Category Theory
Zulip Server
Archive

You're reading the public-facing archive of the Category Theory Zulip server.
To join the server you need an invite. Anybody can get an invite by contacting Matteo Capucci at name dot surname at gmail dot com.
For all things related to this archive refer to the same person.


Stream: event: ACT20

Topic: July 7: John Baez et al.'s talk


view this post on Zulip Paolo Perrone (Jul 02 2020 at 02:16):

Hello all!
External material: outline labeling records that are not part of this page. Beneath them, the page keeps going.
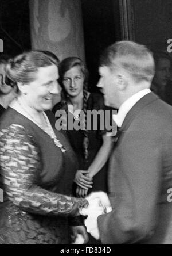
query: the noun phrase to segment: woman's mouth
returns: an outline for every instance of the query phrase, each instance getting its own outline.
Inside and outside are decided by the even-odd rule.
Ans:
[[[44,98],[45,98],[45,100],[46,100],[47,101],[50,101],[52,100],[52,97],[44,97]]]
[[[72,93],[75,93],[76,90],[77,90],[76,89],[70,89],[70,91],[72,91]]]

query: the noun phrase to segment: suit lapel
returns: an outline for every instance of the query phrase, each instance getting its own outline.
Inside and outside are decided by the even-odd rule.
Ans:
[[[124,132],[126,131],[140,111],[141,111],[146,106],[153,101],[156,101],[158,98],[159,97],[153,93],[150,93],[143,97],[143,98],[139,100],[133,106],[127,113],[119,131],[120,132]]]

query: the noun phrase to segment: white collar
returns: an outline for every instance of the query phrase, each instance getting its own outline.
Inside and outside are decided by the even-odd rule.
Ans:
[[[151,90],[149,89],[142,90],[128,98],[120,105],[118,114],[113,115],[113,119],[118,127],[122,127],[127,114],[133,106],[139,101],[140,98],[150,93],[151,93]]]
This is the thread of discussion for the talk of John Baez and Kenny Courser, "Coarse-graining open Markov processes".
Date and time: Tuesday July 7, 20:40 UTC.
Zoom meeting: https://mit.zoom.us/j/7055345747
YouTube live stream: https://www.youtube.com/watch?v=5Rs_7ZCH1Wc&list=PLCOXjXDLt3pZDHGYOIqtg1m1lLOURjl1Q

view this post on Zulip John Baez (Jul 03 2020 at 14:28):

My talk is based on this paper:

view this post on Zulip John Baez (Jul 03 2020 at 23:10):

My talk slides are here:

view this post on Zulip Paolo Perrone (Jul 07 2020 at 20:30):

10 minutes!

view this post on Zulip John Baez (Jul 07 2020 at 21:12):

Here is Kenny Courser's thesis:

view this post on Zulip John Baez (Jul 07 2020 at 21:18):

David Jaz Myers wrote:

Idk about any black boxing functors yet but I'm very excited to find them.

Cool! To get the black boxing functor to work for the 2-morphisms of open Markov processes, we needed to demand that the squares in these 2-morphisms be pullbacks.

Then, to make sure that these 2-morphisms were closed under horizontal composition, we needed the legs in on our open Markov processes to be monic.

Then we used that van Kampen cube to get the job done.

So, all the complications arose from wanting a black boxing double functor.

view this post on Zulip John Baez (Jul 07 2020 at 21:18):

There might be a better way to do all this, but anyway: for us, black boxing is where things get interesting.

view this post on Zulip David Jaz (Jul 07 2020 at 22:20):

John Baez said:

Cool! To get the black boxing functor to work for the 2-morphisms of open Markov processes, we needed to demand that the squares in these 2-morphisms be pullbacks.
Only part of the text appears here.